Saturday, June 30, 2007

Practice practice practice

So I've been memorizing and flashcarding like mad, and doing the practice essays, but I've been skimping on the MBE questions, so I think that's what I should focus on this weekend. I also need to figure out my schedule for after Bar-Bri ends on Tuesday. And decide where I want to study. I'm thinking Starbucks in the morning, or the other coffee place I like, and the public library in the afternoon (it doesn't open until 10). And then home in the evening after dinner. And maybe I can fit in a walk at the indoor track as well.

It is supposed to be 113 on the 4th here - way too hot for me.

Tuesday, June 26, 2007

Marathon, not a sprint

I don't think anyone who has not studied for the bar can truly appreciate the misery involved. I find that bar studying is invading my dreams (I dreamt of MBE questions on Secured Transactions. My brain could at least be helpful and help me with subjects that will actually be on the MBE). Even when I'm not studying, I think I should be, or I'm thinking of what I need to do next, etc. Although, sometimes I'm just deciding what coffee beverage to choose for the next day's class.

I gave up on riding the bus downtown - it took too long, and I got tired of dealing with other people. Seriously, my nerves are shot - I get annoyed at the slightest thing! I know it's stress, but I still am so edgy. I've been exercising, and trying to eat right. Maybe I should try meditation or yoga or something.

Thursday, June 14, 2007

Chatty Cathy Pt. II

Last week, the Property lecturer made an announcement at the beginning of the lecture to ask us not to talk to our seatmates during the lecture, unless it was really quickly and really quietly.

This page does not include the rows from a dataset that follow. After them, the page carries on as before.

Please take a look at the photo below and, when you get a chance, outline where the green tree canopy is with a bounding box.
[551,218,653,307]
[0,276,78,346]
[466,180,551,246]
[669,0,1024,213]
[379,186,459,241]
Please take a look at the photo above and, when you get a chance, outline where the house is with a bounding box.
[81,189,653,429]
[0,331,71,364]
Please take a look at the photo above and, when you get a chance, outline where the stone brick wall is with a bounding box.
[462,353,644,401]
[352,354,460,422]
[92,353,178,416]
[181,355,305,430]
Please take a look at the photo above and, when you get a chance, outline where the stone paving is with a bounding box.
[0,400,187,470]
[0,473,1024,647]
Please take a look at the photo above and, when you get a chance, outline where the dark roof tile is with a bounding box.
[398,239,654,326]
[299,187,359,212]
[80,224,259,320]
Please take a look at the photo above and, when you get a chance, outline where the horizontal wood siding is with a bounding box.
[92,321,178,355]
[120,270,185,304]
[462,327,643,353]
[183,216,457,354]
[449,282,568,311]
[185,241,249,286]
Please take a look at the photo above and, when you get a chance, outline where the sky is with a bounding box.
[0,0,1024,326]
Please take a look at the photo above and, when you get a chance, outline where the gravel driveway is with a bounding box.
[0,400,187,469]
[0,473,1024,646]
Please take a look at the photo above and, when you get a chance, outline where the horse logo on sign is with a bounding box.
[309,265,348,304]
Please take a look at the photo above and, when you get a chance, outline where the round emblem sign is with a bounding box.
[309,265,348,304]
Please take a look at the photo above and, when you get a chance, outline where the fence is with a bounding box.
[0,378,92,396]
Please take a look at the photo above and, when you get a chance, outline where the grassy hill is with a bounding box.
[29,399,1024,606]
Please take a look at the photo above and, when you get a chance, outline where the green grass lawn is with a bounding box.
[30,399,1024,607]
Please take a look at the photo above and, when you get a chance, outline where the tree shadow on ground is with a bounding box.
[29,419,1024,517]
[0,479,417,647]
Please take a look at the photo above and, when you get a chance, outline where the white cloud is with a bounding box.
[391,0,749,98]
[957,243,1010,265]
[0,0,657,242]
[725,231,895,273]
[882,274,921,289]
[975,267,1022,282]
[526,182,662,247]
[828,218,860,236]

That's fine, he really shouldn't have to tell us that. We didn't actually seem to have a problem with that except on the day we had a video lecture, when everyone acted like they were at the movies (but no cell phone calls at least). Anyway, what's funny about this announcement is that I didn't hear it, because I was...wait for it...talking to my seatmate. (We sit two to a table.). And when my friend at the table in front turned around to ask what he had said (she hadn't heard because she was talking to her seatmate), I had to tell her I didn't know, because I was talking. The person behind me told us. So of course, the four of us start laughing (because, you know, we didn't hear the announcement about not talking...). Not very disruptive, right?

Seriously, I do not normally talk during the lectures, but I could tell he was just doing announcements and we were just finishing up a conversation. The one and only time I ever had my name on the board in school (middle school) was for talking to a friend in class. After that I didn't get caught, I guess. I don't think I stopped talking (when the teacher wasn't anyway).

So anyway, the two people in front of me now use old fashioned IMing to talk. And by old-fashioned, I mean without computers. They keep a notebook open between them, and write back and forth. Ingenious. I hope they keep the notes to remember the experience by.

Saturday, June 09, 2007

Tired

We had the last part of our Property lecture today - yes, on a Saturday. 6 days of lecture is too much for me, and yet I feel the pressure of how little time we have to absorb so much information. Today was the first day I felt overwhelmed, but I think I'm just tired. I'm taking the rest of today off, and tomorrow morning I'll go run some errands, etc., before settling down to read what we are supposed to read for Monday.

Tuesday, June 05, 2007

Paced?

I have been trying to follow the paced program for Bar-Bri. I am keeping up okay, although I haven't written the essays yet (only outlined), and I have added some of the PMBR MBE questions because the first few assignments seemed too short. I know, geek.

When I'm studying, I would rather be doing something else. When I'm not studying, I think I should be studying, and I come up with these ambitious goals for what I will accomplish by the end of the day. I'm hoping this is just a phase as I adjust to the schedule. I thought the paced program would help me not stress about what I should be doing, but it seems to be going too slowly to allow us to learn what we need to know. I guess I should trust the experts, eh?

Saturday, June 02, 2007

Week 1

of Bar-Bri, that is. We only had two days of lecture today, and one of those was the "introductory" lecture. And so far the paced program has been pretty easy on us, but I'm sure to fall behind. Well, technically I'm already behind because I didn't write the community property essays that were assigned (I outlined them instead). I did take that class in law school at least. Next week we have 6 days of lectures. Seriously, Saturday classes - ick. So the plan for today is to make an effort on what we are supposed to do by Monday.

My nephew just called to say they want to take me out for lunch to celebrate getting a job - it's so funny now that he can talk on the phone like a grownup (he's 4 1/2). Then we are going to Target and he'll probably talk me into buying him a toy or a book. So homework will have to wait for this afternoon!

Oh, and grades are finally up - mine were the same as they have been every semester so far, and I'm happy with them. My ending GPA is exactly the same as my undergraduate one. Weird.